Routing across frameworks in production
Most teams above a certain scale do not pick one framework. They run vLLM as the workhorse, SGLang for a structured-output service, and a managed API as overflow. The piece that ties this together is a routing layer. Swfte Connect speaks the OpenAI API to clients and routes by request type — JSON-mode requests to SGLang, long-context to TensorRT-LLM, everything else to vLLM, with managed APIs as fallback. That hybrid pattern keeps each framework focused on what it is good at.
What to do this quarter
- If you are still on a single framework "because that is what we picked," benchmark two more on your real traffic. The 30 to 50 percent throughput differences shown above are workload-dependent.
- If you generate structured output and are not on SGLang, run a one-week SGLang spike.
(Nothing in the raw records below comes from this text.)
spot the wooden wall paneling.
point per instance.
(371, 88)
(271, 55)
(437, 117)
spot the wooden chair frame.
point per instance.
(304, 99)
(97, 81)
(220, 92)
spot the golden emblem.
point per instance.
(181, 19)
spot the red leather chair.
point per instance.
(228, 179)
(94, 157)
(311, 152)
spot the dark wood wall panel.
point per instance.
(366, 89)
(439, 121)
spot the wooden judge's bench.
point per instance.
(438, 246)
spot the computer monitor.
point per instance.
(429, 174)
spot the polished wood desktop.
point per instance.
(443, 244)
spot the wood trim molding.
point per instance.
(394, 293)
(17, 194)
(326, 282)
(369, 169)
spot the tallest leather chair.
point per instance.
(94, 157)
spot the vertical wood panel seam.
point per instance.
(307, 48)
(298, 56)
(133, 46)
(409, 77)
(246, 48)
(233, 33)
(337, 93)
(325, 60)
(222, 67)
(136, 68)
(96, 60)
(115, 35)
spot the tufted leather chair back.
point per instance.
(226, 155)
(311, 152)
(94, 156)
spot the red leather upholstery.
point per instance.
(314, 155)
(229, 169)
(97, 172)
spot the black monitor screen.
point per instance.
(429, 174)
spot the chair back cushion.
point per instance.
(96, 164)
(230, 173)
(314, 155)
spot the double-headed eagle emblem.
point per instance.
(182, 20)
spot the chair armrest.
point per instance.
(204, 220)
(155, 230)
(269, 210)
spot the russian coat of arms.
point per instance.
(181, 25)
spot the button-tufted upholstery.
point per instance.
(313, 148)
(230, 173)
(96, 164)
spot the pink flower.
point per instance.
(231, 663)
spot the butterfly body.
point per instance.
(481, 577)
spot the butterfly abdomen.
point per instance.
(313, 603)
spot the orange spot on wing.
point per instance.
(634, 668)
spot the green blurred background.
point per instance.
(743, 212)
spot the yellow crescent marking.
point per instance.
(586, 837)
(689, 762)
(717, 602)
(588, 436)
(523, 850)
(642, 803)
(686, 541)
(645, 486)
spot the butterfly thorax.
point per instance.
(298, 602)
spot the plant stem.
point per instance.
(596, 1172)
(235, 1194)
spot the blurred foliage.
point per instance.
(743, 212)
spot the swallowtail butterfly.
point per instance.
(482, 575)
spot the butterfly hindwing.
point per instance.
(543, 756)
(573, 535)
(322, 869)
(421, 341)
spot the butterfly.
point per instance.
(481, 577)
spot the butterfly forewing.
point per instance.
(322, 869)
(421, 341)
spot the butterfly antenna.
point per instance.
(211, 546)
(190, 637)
Most JSON-heavy teams move within a quarter.
- Stand up Ray Serve in front of your vLLM replicas. Manual replica management is the most common operational pain we see in 2026 LLM platforms.
- If you are NVIDIA H100-rich, schedule a TensorRT-LLM evaluation. The throughput ceiling is genuinely higher despite the integration cost.
- Treat managed APIs as overflow, not primary. Self-hosted serving below break-even and managed above is a worse outcome than the inverse.